After the case was transferred from Los Angeles County to San Bernardino
County, CFS reported in November 2012, that O.A. was being evaluated for psychotropic
medication and Dr. Multani had prescribed Risperdal. The CFS health report indicated
O.A. began taking Risperdal on October 3, 2012. CFS reported in February 2013, O.A.
was seen monthly by Dr. Multani and CFS had submitted an application for a physician’s
supporting statement for psychotropic medication (Physician’s Assessment JV 220 A
form).
On March 7, 2013, O.A. was placed on hold under section 5150, released on
March 14, and readmitted the next day. CFS prepared an Application Regarding
Psychotropic Medication (form JV 220), dated March 13, 2013, requesting O.A. be
permitted to continue taking Risperdal and begin taking Zoloft for depression. The
request form was based on Dr. Murdoch’s evaluation of O.A. on March 13, 2013, while
O.A. was hospitalized under section 5150. O.A. was diagnosed with “Major Depressive
Disorder, Severe, Recurrent with Psychotic Features.” The psychotropic medication
request form, however, was not filed with the juvenile court until May 15, 2013. On
March 28, 2013, O.A. began taking Zoloft, in addition to Risperdal.

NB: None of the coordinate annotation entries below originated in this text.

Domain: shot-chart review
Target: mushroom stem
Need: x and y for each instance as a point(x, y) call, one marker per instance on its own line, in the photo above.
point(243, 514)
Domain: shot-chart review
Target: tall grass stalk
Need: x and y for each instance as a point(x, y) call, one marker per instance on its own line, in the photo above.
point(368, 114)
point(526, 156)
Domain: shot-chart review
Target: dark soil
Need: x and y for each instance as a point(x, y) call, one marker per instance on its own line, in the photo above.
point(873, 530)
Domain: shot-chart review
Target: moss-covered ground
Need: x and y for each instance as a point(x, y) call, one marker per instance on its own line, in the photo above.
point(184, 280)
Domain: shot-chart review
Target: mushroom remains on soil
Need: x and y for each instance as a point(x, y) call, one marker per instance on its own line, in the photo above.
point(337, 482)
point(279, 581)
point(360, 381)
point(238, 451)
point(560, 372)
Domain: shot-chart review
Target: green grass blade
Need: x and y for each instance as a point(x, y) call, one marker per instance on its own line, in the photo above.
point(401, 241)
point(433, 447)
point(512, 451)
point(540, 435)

At the review hearing on May 7, 2013, mother objected to O.A. taking
psychotropic medication. The court stated it did not have mother’s opposition, filed on
April 11, 2013. O.A.’s attorney stated she had not received mother’s opposition. The
court therefore continued the matter.
20
On May 15, 2013, CFS filed its application for psychotropic medication for Zoloft
and Risperdal, along with a consulting physician’s statement stating that the proposed
medication was appropriate. The application was granted on May 17, 2013. On May 21,
2013, mother filed a second Opposition to the Application Regarding Psychotropic
Medication (form JV-222). Mother stated she was resubmitting her April 2013
opposition because the court indicated at the May 7, 2013 hearing that her opposition was
not in the court file. Mother wanted to know why O.A. had been receiving psychotropic
medication since March 2013, without prior court approval.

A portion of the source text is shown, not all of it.